AO: My hope is to cultivate a sensitivity. I think that’s what I mean by “listening untethered from the ears.” I always had two goals in making the film. One was to experiment [with] an experience where people are somewhat frustrated—where people don’t know how things are coming together—to make people curious. I [wanted] to put people in a position where they’re compensating, which is the thing you’re tested for in hearing tests. My life is catching parts of things and having to quickly fill in all these gaps. And sometimes I’m right—most of the time I’m right—but sometimes I’m not, and it’s funny, or bad. I wanted that to be the core structure of the film, that “figuring out” was welcome. The other goal was to make [a] film that was sonically just all over the place, really loud in parts or really quiet in parts, and took you on this multi-aural experience, but that you would walk out and feel quiet.

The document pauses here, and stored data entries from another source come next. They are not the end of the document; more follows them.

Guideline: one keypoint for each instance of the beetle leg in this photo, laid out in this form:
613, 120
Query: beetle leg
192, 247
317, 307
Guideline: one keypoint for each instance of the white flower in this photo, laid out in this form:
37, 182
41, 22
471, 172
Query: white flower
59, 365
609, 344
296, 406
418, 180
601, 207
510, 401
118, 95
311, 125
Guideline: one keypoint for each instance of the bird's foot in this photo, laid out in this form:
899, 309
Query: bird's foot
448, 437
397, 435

IG: I want to go back to this idea of sitting in a place where things aren’t necessarily fully resolved. Could you talk about embracing complexity?

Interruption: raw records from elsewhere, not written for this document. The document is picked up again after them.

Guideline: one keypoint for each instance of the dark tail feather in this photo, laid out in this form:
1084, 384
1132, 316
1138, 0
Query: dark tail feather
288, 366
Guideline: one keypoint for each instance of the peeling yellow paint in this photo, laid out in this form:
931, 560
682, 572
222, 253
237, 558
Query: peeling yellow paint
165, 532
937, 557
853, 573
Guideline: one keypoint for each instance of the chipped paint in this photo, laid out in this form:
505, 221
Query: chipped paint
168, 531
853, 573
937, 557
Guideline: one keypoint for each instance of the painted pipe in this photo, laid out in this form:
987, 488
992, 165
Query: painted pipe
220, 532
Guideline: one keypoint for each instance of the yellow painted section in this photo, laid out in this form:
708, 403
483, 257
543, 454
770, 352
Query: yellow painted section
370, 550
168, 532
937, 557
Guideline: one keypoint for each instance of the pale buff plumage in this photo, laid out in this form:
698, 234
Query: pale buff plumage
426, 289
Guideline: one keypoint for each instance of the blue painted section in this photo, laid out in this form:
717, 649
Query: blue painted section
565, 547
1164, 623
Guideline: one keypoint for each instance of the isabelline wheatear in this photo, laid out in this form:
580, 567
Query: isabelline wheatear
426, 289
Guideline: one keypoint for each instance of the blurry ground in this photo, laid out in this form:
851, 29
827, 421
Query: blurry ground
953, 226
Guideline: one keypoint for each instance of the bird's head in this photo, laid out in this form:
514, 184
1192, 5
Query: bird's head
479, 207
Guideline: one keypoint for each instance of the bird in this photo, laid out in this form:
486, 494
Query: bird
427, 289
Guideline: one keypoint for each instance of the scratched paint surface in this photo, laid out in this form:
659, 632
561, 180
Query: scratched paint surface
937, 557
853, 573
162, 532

AO: Part of it comes from just seeing the treatment of stories of d/Deafness. In my experience, [these stories] have just been a little too basic. To try and fit the complexity of these experiences into some sort of more theatrical narrative…it’s not that simple.

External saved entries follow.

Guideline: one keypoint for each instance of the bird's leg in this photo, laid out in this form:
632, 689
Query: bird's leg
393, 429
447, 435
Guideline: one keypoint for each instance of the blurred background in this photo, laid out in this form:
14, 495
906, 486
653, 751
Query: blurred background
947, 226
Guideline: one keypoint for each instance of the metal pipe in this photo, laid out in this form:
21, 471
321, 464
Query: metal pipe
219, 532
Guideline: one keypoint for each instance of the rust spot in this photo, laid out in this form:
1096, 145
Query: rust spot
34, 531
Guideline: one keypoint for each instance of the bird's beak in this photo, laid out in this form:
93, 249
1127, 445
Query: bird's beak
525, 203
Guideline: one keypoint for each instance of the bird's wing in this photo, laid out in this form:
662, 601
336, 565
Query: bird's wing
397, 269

L.A. is such a phenomenally interesting city because you’re just constantly in this sedimented experience of sound. I love that I cannot tell the difference between the sound of traffic and the sound of waves. Traffic sounds are actually soothing in L.A.: Nobody uses their horn in L.A., so it has this passivity. Everybody is resigned to traffic in this city. I think that resignation comes through aurally as a kind of soothing sound. And how fucked up is that—something that’s such a contribution to our lack of well-being is actually soothing? Or, if I’m driving and a siren goes by, I can’t tell what direction it’s coming from, so it’s usually a really scary moment. But if I’m sitting with people and a siren goes by, and everybody is in so much pain, I’m not in pain. I find it super curious. It’s a fascinating moment to watch a norm that I’m not experiencing and recognize this almost funny poetic justice. I get to be hyper-observational in those moments. There’s nothing for me about sound that is uniform to other people’s experience. Something that people find soothing or painful, [for me,] it just is what it is. The two things can exist together. Birds singing and a siren going by, to me, can become accompaniment. Or the ocean and traffic can accompany one another, where they become soundscapes.
Alison O’Daniel is a d/Deaf visual artist and filmmaker who builds a visual, aural, and haptic vocabulary that reveals (or proposes) a politics of sound that exceeds the auditory. O’Daniel’s film The Tuba Thievespremiered at the 2023 Sundance Film Festival. O’Daniel is a 2022 Disability Futures Fellow and a 2022 Guggenheim Fellow in Film/Video. She is represented by Commonwealth and Council in Los Angeles and is an Associate Professor of Film at California College of the Arts in San Francisco.